Michaelson is far from the only person to experience this type of discrimination. A survey by Pew Research Center on diversity in the technology and science fields found that of nearly one fifth of those who said race made their job more difficult said they had been affected by reverse discrimination.
Last year, Microsoft employees complained on an internal message board that pro-diversity hiring at the company is unfair to white men. One employee wrote in a post: “Does Microsoft have any plans to end the current policy that financially incentivizes discriminatory hiring practices? To be clear, I am referring to the fact that senior leadership is awarded more money if they discriminate against Asians and white men.”
Meanwhile, three employees of the New York Department of Education filed a lawsuit that claimed they were demoted from their jobs because they are white.

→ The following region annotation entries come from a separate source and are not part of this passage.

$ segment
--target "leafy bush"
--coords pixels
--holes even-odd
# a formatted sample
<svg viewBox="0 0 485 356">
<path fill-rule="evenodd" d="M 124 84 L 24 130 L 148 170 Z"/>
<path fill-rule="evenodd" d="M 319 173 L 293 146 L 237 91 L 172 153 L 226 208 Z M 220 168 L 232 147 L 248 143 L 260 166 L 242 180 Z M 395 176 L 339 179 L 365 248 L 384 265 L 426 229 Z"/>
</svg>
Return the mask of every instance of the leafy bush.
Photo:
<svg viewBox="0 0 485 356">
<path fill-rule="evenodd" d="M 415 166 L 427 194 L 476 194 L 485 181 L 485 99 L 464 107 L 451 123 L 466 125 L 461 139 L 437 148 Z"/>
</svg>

Earlier this year, a group of 24 white lieutenants for the Cleveland Fire Department said in a lawsuit that department officials favored black candidates over white ones for promotion to captain. The lawsuit said that 57 percent of the black candidates who completed the captain’s exam were promoted; the same was true for just 26 percent of white candidates.
And let’s not even get started on the people who are losing their jobs for not supporting Black Lives Matters. A UCLA professor was placed on leave after he refused to cancel a final exam in the wake of George Floyd’s death, while Philadelphia Inquirer editor Stan Wischnowski was forced to resign after using the headline “Buildings Matter, Too” in an architecture column after some local buildings had been destroyed by rioters. Both are white men.
Unfortunately, many people who are victims of this type of discrimination are unwilling to speak out about it because they don’t want to burn any bridges as they continue to pursue job advancement. It’s a problem we are only likely to see more of moving forward as the knee-jerk reaction to one white police officer killing a black man has seen businesses desperate not to be perceived as favoring whites in any way, shape or form.
Racism is bad – unless it’s directed at white people, in which case it’s apparently perfectly okay in today’s America.